The U.S. Air Force, Collins Aerospace Systems, a unit of United Technologies (NYSE: UTX), and Lockheed Martin Skunk Works®(NYSE: LMT) recently completed flight testing and deployment of the latest variant of the Collins Aerospace Senior Year Electro-Optical Reconnaissance System (SYERS) sensor, SYERS-2C, on the U-2. With this milestone, the entire U-2 fleet has been upgraded to the premier electro-optical/infrared sensor capability which provides increased optical performance and highly accurate long-range tracking for superior threat detection in a wider range of weather conditions.

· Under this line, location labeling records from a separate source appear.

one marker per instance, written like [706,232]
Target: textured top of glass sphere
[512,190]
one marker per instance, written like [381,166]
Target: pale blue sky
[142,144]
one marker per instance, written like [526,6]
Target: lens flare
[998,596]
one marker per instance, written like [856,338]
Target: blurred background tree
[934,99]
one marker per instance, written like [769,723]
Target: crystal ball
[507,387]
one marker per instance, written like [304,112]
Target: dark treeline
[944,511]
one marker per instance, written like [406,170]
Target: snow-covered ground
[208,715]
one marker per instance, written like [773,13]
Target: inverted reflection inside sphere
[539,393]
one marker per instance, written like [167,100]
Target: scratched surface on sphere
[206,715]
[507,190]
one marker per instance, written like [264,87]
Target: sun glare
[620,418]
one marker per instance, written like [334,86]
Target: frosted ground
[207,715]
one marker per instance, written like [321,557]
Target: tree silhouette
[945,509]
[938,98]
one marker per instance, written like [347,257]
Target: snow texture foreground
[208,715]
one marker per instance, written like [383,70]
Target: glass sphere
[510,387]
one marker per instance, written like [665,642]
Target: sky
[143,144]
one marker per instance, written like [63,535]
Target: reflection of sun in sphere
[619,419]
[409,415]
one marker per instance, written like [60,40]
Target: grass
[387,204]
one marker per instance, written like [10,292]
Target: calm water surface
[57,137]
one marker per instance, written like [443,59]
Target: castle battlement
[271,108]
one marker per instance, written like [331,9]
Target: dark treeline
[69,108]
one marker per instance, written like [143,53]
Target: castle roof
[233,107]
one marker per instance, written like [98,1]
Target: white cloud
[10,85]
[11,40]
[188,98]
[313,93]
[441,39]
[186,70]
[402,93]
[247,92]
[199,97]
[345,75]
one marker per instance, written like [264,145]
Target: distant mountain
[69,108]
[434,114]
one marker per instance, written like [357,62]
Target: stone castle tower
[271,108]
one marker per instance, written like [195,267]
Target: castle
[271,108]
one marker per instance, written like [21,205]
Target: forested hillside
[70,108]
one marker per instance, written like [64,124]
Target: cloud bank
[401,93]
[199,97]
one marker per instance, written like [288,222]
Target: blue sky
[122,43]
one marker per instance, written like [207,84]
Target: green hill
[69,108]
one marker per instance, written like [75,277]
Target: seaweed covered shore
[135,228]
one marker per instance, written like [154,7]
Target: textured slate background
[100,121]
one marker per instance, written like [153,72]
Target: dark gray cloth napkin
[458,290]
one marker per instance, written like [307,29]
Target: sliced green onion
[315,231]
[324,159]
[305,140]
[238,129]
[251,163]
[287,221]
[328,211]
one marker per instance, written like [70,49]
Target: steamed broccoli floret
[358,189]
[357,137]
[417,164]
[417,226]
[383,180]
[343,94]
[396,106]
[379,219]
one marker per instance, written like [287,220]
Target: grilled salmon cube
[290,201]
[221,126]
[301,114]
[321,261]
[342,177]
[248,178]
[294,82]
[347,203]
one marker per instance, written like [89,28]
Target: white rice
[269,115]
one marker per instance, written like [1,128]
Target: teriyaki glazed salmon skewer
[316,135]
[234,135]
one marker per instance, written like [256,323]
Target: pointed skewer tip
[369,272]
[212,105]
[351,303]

“SYERS-2C represents an evolutionary step forward for the Air Force, capitalizing on a high performing, mature system to insert substantial new capabilities into the battlespace of the future,” saidKevin Raftery, vice president and general manager, ISR and Space Solutions for Collins Aerospace. “The U-2 has been the cornerstone of the Air Force’s ISR inventory and with upgrades like SYERS-2C, the system can continue to provide increasingly valuable multi-intelligence information to the warfighter for years to come.”

The 10-band, high spatial resolution SYERS-2C sensor provides unmatched ability to find, track and assess moving and stationary targets. Developed with open mission systems standards to enable command, control and data exchange with 5th generation platforms, the sensor has become a critical asset to theater commanders bringing unique advantages to joint operations across the battlespace.

“The SYERS-2C sensor is the premier intelligence, surveillance and reconnaissance imaging sensor and its integration into the U-2 Dragon Lady further enhances the aircraft’s ability to provide unparalleled strategic intelligence to our warfighters,” saidIrene Helley, U-2 program director, Lockheed Martin Skunk Works. “This milestone continues our commitment to increase the flexibility of the aircraft using open mission systems to support the multi-domain battlespace.”

Flying 24/7 around the world at record-high operational rates, the U-2 Dragon Lady provides unparalleled intelligence, surveillance and reconnaissance capability to meet the needs of combatant commanders every day. More than an ISR aircraft, the U-2’s unique ability to rapidly reconfigure, collect, analyze and share data with disparate systems across the battlespace is transforming warfighting operations to ensure mission success far into the future.